Albaster was de slechtste journalist aller tijden. Zelf wist hij dit natuurlijk niet en soms dacht hij dat best goed was. Het feit dat hij nog nooit ook maar één artikel in de krant had gekregen, deerde hem niet. Hij had pas nog een razend interessant artikel geschreven over hoe hij ontdekte dat een keukenschaar even goed was voor het knippen van zijn teennagels dan de normale nagelknipper, maar de Boris van de redactie had het afgewezen. Niemand was geïnteresseerd in de teennagels van Gnumann en nu hij erover nadacht besefte Albaster dat hij er zelf ook niet in geïnteresseerd was. Vingernagels waren veel meer zijn ding.
Hij keek naar de deur en aaide over zijn gezicht. Hij was alweer vergeten deze week zich te scheren en het was al donderdag. Naar, maar wel goed voor het imago. Hij zette zijn koffer neer, maakte hem open en pakte er een bos pennen uit. Pennen waren de sleutel tot het succes. Hij stak een pen in zijn borstzak, één in zijn broekzak en één achter zijn oor. Hij bekeek zich in de ruit en glimlachte. Hij stak nog twee pennen in zijn kontzak, één in zijn mond, twijfelde erover om er één in zijn oor te doen, maar besloot er toch maar twee in zijn gestroomlijnde neusholten te steken. Hij keek nogmaals in de spiegel en vond dat hij er seksy uitzag. Vol zelfvertrouwen stapte hij het kantoor binnen.

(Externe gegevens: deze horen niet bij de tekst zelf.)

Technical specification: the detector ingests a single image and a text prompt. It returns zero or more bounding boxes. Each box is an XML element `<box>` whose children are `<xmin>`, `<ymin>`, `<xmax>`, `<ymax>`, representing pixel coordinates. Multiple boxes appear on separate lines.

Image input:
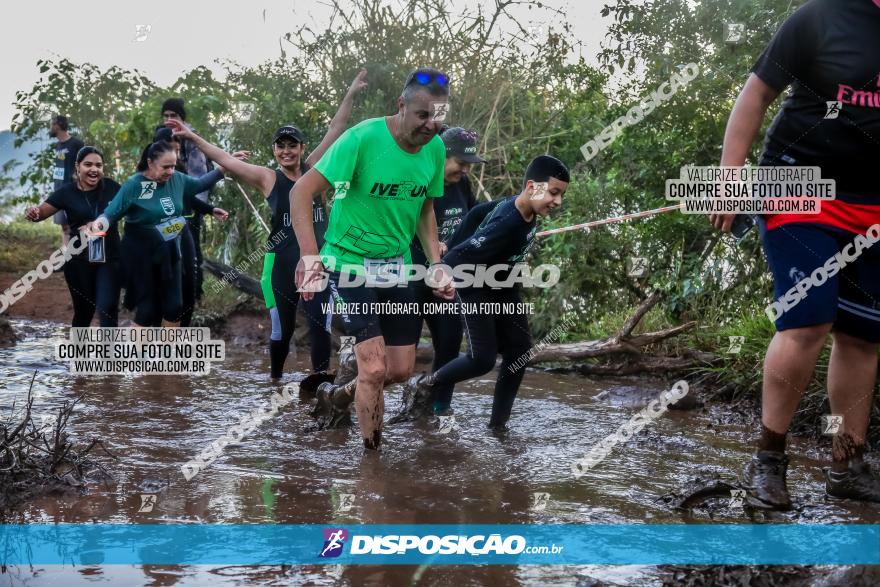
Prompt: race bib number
<box><xmin>364</xmin><ymin>257</ymin><xmax>403</xmax><ymax>286</ymax></box>
<box><xmin>156</xmin><ymin>216</ymin><xmax>186</xmax><ymax>241</ymax></box>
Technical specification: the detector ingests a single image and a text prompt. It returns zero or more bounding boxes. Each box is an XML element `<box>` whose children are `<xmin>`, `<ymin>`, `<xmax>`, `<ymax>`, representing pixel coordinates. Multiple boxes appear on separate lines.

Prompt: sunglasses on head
<box><xmin>407</xmin><ymin>71</ymin><xmax>449</xmax><ymax>87</ymax></box>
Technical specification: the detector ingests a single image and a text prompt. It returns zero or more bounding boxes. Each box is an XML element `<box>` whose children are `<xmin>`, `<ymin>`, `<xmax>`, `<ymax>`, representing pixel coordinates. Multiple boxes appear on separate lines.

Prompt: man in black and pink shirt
<box><xmin>710</xmin><ymin>0</ymin><xmax>880</xmax><ymax>509</ymax></box>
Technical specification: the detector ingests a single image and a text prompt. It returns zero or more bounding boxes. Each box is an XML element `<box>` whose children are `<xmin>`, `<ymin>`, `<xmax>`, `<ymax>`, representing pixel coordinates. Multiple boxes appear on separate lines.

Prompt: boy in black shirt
<box><xmin>404</xmin><ymin>127</ymin><xmax>486</xmax><ymax>423</ymax></box>
<box><xmin>402</xmin><ymin>155</ymin><xmax>570</xmax><ymax>429</ymax></box>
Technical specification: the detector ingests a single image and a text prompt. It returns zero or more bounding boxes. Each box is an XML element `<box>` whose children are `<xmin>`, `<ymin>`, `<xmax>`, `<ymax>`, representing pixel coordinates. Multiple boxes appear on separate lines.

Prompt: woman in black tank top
<box><xmin>166</xmin><ymin>69</ymin><xmax>367</xmax><ymax>380</ymax></box>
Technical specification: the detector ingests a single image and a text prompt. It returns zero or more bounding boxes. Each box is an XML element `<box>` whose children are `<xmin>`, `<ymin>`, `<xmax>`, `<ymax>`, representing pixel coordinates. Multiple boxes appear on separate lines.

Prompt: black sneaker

Albaster Gnumann had niet veel verstand van de computer waarmee hij moest werken. De eerste weken had hij vol goede moed geprobeerd programma's te starten en daarin tekst te verwerken, maar die tijd was al snel voorbij. Een poos had Albaster met pennen in zijn neus naar het scherm gekeken, totdat hij in één van zijn overwegend lege bureauladen een blok met gele plakpapiertjes vond. Hij plakte zijn scherm ermee vol en besloot daarop tekst te verwerken. Zo had hij het teennagelartikel ook geschreven.
Wanneer hij klaar was, haalde hij alle velletjes eraf, verwarde de volgorde ervan hopeloos en leverde de plakkerige bal met in elkaar geprakte, gele papiertjes in bij de redactie.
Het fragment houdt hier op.